[cfe-dev] searching for an empty string in an empty string

Marshall Clow mclow.lists at gmail.com
Tue Jun 2 08:32:45 PDT 2015

On Tue, Jun 2, 2015 at 7:51 AM, Tomasz Mikolajczyk <tmmikolajczyk at gmail.com>

> Hi,
> What should be the value of a pos variable in the following piece of code?
> auto pos = std::string().find("");
> I couldn't find answer to that and noticed it varies between standard
> library implementations. For most I've checked pos is 0 (libstdc++, libcxx,
> msvc). I noticed it is npos for Oracle Solaris SunPRO. I think that both
> results are explainable.

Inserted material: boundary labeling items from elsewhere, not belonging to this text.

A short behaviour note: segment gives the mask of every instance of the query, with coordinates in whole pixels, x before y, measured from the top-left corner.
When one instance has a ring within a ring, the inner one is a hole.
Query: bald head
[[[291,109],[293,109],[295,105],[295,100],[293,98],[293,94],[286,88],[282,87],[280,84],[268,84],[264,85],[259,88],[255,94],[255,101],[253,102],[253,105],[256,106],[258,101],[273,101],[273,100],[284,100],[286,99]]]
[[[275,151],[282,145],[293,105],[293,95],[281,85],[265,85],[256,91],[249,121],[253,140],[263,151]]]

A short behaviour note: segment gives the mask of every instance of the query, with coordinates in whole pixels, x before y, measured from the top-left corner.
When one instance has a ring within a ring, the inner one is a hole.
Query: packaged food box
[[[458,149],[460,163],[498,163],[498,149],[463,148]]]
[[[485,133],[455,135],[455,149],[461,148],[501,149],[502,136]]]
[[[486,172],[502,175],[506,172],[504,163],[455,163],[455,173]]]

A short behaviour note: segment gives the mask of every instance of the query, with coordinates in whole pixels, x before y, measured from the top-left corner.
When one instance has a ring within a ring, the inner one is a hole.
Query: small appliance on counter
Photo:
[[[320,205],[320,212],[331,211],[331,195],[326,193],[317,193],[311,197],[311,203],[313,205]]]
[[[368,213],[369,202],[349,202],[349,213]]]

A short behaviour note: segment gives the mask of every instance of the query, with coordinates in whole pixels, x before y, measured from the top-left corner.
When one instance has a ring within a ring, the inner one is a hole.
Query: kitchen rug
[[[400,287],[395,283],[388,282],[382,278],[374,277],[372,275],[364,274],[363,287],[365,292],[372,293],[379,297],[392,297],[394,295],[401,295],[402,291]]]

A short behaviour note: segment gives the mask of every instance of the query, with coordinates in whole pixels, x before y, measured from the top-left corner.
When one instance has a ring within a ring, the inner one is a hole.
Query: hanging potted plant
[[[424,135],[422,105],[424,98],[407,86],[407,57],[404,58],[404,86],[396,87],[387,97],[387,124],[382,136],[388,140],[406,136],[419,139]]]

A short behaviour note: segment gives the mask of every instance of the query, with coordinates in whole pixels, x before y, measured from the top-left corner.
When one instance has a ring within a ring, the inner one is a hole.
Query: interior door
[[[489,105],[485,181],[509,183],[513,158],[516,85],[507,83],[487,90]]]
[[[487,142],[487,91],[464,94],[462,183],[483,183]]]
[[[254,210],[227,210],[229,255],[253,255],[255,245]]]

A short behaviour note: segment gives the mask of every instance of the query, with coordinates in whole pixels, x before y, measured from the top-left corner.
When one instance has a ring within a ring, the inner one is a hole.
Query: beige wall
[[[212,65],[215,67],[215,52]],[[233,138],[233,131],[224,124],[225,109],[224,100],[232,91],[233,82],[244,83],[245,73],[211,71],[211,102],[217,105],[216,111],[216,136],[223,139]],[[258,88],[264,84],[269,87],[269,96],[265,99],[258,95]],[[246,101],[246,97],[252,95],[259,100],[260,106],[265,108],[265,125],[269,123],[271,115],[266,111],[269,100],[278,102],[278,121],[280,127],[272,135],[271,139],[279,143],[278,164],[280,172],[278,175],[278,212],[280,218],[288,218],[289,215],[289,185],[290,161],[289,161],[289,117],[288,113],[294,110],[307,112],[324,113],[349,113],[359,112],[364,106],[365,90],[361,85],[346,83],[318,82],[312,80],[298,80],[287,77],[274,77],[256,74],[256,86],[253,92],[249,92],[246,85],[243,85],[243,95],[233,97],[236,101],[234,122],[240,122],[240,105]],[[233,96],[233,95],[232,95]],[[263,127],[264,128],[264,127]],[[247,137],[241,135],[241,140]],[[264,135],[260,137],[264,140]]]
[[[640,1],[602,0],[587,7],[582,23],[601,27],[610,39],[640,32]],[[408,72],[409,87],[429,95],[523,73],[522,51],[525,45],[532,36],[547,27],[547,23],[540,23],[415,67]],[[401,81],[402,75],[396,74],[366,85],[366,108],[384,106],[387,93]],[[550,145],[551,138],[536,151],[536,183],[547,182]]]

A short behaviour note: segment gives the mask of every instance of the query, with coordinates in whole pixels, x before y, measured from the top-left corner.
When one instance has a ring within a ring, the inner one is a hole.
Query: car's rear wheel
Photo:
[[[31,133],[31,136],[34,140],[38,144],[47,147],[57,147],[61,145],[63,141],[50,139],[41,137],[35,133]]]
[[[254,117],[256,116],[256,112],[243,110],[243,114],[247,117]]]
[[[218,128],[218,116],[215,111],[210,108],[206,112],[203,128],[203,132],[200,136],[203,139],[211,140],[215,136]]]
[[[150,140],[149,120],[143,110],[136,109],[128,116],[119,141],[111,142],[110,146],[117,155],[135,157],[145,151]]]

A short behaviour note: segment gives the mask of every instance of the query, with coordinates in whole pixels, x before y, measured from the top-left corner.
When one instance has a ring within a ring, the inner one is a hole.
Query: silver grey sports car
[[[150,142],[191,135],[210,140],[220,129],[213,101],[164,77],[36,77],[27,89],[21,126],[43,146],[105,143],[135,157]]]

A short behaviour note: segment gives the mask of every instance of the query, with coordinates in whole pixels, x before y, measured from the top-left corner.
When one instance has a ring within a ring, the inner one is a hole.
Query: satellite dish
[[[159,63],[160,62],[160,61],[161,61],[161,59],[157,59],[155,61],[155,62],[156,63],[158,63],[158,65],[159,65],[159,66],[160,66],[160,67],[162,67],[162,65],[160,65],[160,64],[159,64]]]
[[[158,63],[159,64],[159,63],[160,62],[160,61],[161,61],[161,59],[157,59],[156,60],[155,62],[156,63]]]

Is it an UB?
I believe that 0 is the correct answer.

First, a pile of standardese (taken from [string::find]):

size_type find(const charT* s, size_type pos = 0) const;
Requires: s points to an array of at least traits::length(s) + 1 elements
of charT.
Returns: find(basic_string(s), pos).

and then:

size_type find(const basic_string& str, size_type pos = 0) const noexcept;
Effects: Determines the lowest position xpos, if possible, such that both
of the following conditions obtain:
— pos <= xpos and xpos + str.size() <= size();
— traits::eq(at(xpos+I), str.at(I)) for all elements I of the string
controlled by str.
Returns: xpos if the function can determine such a value for xpos.
Otherwise, returns npos.
Remarks: Uses traits::eq().

The first chunk of text says that your call is equivalent to:
     std::string().find(string(""), 0);

The second chuck talks about the results of find(string, pos).
Returning 0 fulfills the first condition: pos <= xpos and xpos + str.size()
<= size()
Returning 0 also fulfills the second condition, because there are no
"elements of the string controlled by str"

-- Marshall

P.S. If I were you, I would file a bug against Oracle Solaris SunPRO.